2.1 Microbiome in health

The human microbiota over its span of development has evolved a symbiotic association with the host providing beneficial functions. Colonization of various regions of the human body by indigenous microbiota protects the host from harmful pathogens. The resident microbiota protects the host by competing with pathogenic microbes for growth and by forming a physical barrier. Release of antimicrobial substances have also been shown to stunt the growth of other microbes resulting in protection of the host [8]. Human microbiome also constantly interacts with the host to evolve, develop and maintain important processes. The initial colonization of neonates and children by microbes is responsible for evolution of immune system affecting inflammatory homeostasis [9]. Disruption of the normal colonization process such as caesarean delivery has shown to be a risk factor for allergic diseases. The absence of seeding of neonates during vaginal delivery by maternal flora has been shown to affect the presence of healthy flora and reduction in number of anti- inflammatory microbes such as Bacteriodetes [10].

The gut microbiota also aids in metabolism of xenobiotics and removal of toxic compounds such as pesticides, hydorcarbons etc. [11]. The urinary tract microbiota plays a role in detoxification of filtrates in bladder [12]. Plethora of metabolic genes available through the microbial genomic cache provide humans, specific and unique metabolic pathways offering ways to increase energy and nutrient extraction by enhancing the catalog of food materials [8, 13]. The gene catalog available through gut microbiome alone is estimated to be over 100 times of the total genes present in entire humans [2]. The microorganisms in digestive tract are able to break down complex carbohydrates which are not digested by human enzymatic action [14]. Similarly, action of microbes such as Bifidobacterium spp results in production of Vitamin K, an important coenzyme for blood coagulation process.

2.2 Microbiome in disease

Microbiome plays an important role in the health of humans as mentioned above. However, disruption of the delicate balance of the indigenous species may result in disease condition. There have been several studies to understand the effect and causation of change in microbial content during diseased condition. Dysbiosis of human microbiota can lead to infections and progression of the infection along with treatment regimen used to modify the path can significantly affect the homeostasis. Clostridium difficile overgrowth is a common cause of antibiotic related gut infection leading to diarrhea. An antibiotic treatment regimen can cause changes in the balance of gut microbiota through indiscriminate action on beneficial microbes.
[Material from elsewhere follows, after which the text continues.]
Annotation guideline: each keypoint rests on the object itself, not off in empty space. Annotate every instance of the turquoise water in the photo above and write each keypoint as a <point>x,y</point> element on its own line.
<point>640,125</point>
This dysbiosis leads to proliferation of opportunistic pathogen at the expense of beneficial bacteria such as butyrogenic Fermicutes [15].

Dysbiosis caused by alteration in composition of microbiome due to various conditions may also triggers abnormal immune response contributing to autoimmune disease [10]. Inflammatory Bowel disease has been characterized by compromise of gastrointestinal epithelial barrier including damaged mucus layer and defective cell linkages [16, 17, 18]. Butyrate, a metabolite of dietary fiber metabolism by normal gut microbiota has been shown to improve epithelial barrier function [19]. Similar to effect of depletion of butyrogenic bacteria on Clostridium infection, depletion of Fermicutes in gut results in increase in pro-inflammatory cytokines and reduction of anti-inflammatory cytokines leading to autoimmune condition [20]. As mentioned earlier, the gut microbiome is able to metabolize complex carbohydrates, which the host is not capable of doing and hence increases energy yield from the food ingested. This suggests that microbial composition of the digestive tract may also be one the factors along with host physiology and lifestyle, contributing to the pathophysiology of obesity [13]. Studies on mice have shown variations in indigenous microbiota of lean mice versus obese mice with Firmicutes dominating in obese mice as compared to prevalence of Bacteroidetes in lean mice [13]. The composition of gut microbiota characterized by lower diversity and plasticity has also been associated with Type 2 diabetes. Insulin resistance may be induced by species such as Prevotella copri and Bacteroides vulgatus by modulating the serum metabolome [21].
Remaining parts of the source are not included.